Senior citizens took advantage of Erie County early voting more than any other age group
Mary Ann Basile, 72, cast her ballot at the Harlem Road Community Center in Amherst Friday afternoon, four days before Election Day.
“I just thought it would be more convenient to come today than on Tuesday,” she said. “It’s too crowded on Tuesday. It’s nice to be able to come at your own convenience.”
Basile and other senior citizens took advantage of the convenience of New York state’s early voting more than any other age group in Erie County.
More than half of Erie County residents who voted early as of Friday morning were 65 and over. They accounted for 59% of the county’s more than 17,000 early voters. Nearly 90% of the county’s early voters were 50 and over.
This wasn’t surprising to the Erie County Board of Elections.
“We’ve noticed that the population of 50 and over generally do come out to vote and are the highest voting percentage of all age groups within the county,” said Ralph Mohr, Erie County Republican elections commissioner.
Americans 60 and older have had the highest voter turnout rate for decades, according to the United States Election Project. More than 70% of Americans over 65 voted in the last presidential election, the highest percentage rate of any age group.
But older residents accounted for more of Erie County’s early voters than even the Board of Elections was expecting. The 65-and-over-crowd, while accounting for 59% of early voters this year, accounted for only 23% of all voters on Election Day last year.
Mohr said that might be because the county placed many of its 37 early voting locations at senior and community centers.
“Seniors come to the community center, have their lunch and the voting machine is right there, like, ‘Hey, lets go vote,’” he said, adding he expects more younger voters once voting locations spread out to more than 400 locations on Election Day.
Most states that have enacted early voting in recent years have actually seen an increase in younger voters, said Harvey Palmer, a University at Buffalo political science professor. The Millennial voter turnout rate nearly doubled from 2014 to 2018, according to the Pew Research Center.
However, Palmer added it’s still unclear whether this has more to do with early voting or President Donald Trump.
“We don’t really know which of those is really driving it,” he said. “It may just be the effect of Trump and the reaction to that is bigger among younger people and so that’s why these states that have adopted early voting are seeing bigger surges in voting turnout among younger people.”
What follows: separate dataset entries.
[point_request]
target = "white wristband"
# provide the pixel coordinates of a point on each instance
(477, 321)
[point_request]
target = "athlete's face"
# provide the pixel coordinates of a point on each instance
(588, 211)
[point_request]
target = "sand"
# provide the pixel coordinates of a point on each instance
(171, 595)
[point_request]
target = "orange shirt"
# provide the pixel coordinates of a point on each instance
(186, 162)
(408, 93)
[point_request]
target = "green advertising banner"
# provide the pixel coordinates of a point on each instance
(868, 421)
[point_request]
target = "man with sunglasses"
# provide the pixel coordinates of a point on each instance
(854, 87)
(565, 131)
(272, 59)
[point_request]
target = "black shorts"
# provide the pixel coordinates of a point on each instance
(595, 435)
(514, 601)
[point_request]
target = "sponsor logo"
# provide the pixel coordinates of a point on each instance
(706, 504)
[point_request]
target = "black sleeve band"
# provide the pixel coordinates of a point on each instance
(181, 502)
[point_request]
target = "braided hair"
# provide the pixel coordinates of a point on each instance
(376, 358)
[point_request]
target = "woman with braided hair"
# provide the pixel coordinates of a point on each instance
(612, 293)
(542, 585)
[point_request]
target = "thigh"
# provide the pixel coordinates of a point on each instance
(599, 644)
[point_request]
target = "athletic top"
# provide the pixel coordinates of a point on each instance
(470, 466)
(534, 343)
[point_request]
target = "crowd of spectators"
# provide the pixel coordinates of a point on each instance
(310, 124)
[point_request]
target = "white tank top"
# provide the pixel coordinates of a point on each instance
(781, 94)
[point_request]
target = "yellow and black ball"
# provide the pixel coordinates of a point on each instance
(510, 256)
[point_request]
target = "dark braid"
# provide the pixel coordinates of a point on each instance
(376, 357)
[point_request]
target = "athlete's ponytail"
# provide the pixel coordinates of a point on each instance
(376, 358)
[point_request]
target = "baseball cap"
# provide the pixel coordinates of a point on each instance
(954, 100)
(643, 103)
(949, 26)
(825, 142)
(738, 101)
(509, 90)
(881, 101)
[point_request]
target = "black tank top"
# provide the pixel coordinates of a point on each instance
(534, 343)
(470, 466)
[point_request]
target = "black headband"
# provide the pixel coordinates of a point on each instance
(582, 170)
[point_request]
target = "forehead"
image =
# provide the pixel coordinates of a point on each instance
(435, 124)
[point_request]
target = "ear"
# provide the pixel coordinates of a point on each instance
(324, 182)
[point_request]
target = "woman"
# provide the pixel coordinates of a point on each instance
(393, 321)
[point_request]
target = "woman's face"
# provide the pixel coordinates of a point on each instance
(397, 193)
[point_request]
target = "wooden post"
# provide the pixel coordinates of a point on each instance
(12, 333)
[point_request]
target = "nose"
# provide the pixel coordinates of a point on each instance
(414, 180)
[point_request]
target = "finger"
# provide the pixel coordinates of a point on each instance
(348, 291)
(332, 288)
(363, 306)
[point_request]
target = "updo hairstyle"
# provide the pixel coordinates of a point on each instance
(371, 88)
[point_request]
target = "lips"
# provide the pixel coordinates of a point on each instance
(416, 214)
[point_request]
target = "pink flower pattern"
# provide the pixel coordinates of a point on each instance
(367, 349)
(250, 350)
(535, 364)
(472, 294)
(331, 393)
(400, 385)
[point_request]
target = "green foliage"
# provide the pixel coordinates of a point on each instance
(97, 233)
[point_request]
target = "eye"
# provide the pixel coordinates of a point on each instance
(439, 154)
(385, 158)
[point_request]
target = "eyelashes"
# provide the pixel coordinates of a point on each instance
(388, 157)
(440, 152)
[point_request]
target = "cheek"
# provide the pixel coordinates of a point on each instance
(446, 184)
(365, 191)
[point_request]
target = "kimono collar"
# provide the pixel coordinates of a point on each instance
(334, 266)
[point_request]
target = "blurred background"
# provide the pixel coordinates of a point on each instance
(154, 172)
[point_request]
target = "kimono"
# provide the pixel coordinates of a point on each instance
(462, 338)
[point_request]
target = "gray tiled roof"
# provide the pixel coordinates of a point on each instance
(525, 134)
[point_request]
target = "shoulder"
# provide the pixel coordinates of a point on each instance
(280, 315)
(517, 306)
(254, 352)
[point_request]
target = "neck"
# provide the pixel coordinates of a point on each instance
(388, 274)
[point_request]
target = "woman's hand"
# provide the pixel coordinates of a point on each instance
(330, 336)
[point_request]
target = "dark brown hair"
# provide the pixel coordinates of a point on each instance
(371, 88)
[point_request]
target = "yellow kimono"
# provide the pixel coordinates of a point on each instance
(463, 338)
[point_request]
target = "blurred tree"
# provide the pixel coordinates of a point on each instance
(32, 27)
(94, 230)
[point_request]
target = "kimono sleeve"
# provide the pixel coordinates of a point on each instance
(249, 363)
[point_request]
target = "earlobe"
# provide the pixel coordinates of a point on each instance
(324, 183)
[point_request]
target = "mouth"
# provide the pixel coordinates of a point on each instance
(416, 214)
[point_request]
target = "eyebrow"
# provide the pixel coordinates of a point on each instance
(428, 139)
Despite that recent surge in younger voters, Palmer noted older voters still have a sizeable lead in turnout rate.
“You’d need another three or four more elections like that before there was no age difference,” he said.
There’s several reasons older Americans come out to the polls more than younger ones, but the biggest reason may simply be they’re retired.
“Older people just have more free time,” Palmer said. “The opportunity cost for them to go to the polls rather than running errands or being at work is lower.”
That was the case for Basile. While she said voting has always been important to her, it’s also easier to vote now that’s she’s semi-retired.
“A lot of people when they get home from work, they’re getting home at five, six o’clock,” she said. “By the time they do dinner, they don’t want to have to go back out again.”
There’s also belief that Americans have more of a civic sense of duty as they get older, Palmer added.
That’s what brought Kathleen Garvey to the Kenmore-Tonawanda Municipal Building for early voting Thursday. The 68-year-old elder law attorney served 13 years in the U.S. Army.
“People died so we have the right to vote,” she said. “It’s very important.”
It’s also believed that older Americans are more concerned over issues like property taxes, giving them more interest in local races.
“For one thing, we’re paying taxes and have a little more vested in the whole process of what’s going on,” said Susan Blum, 66, of Amherst, who voted Friday. “Things start at a local level.”
Their anxieties might also be pushing them to the polls. Several seniors at early voting locations told WBFO they’re worried about the future of Social Security and other protections.
“The cost of living has skyrocketed and our paychecks — you’re on a fixed income now — and they don’t go up,” Basile said.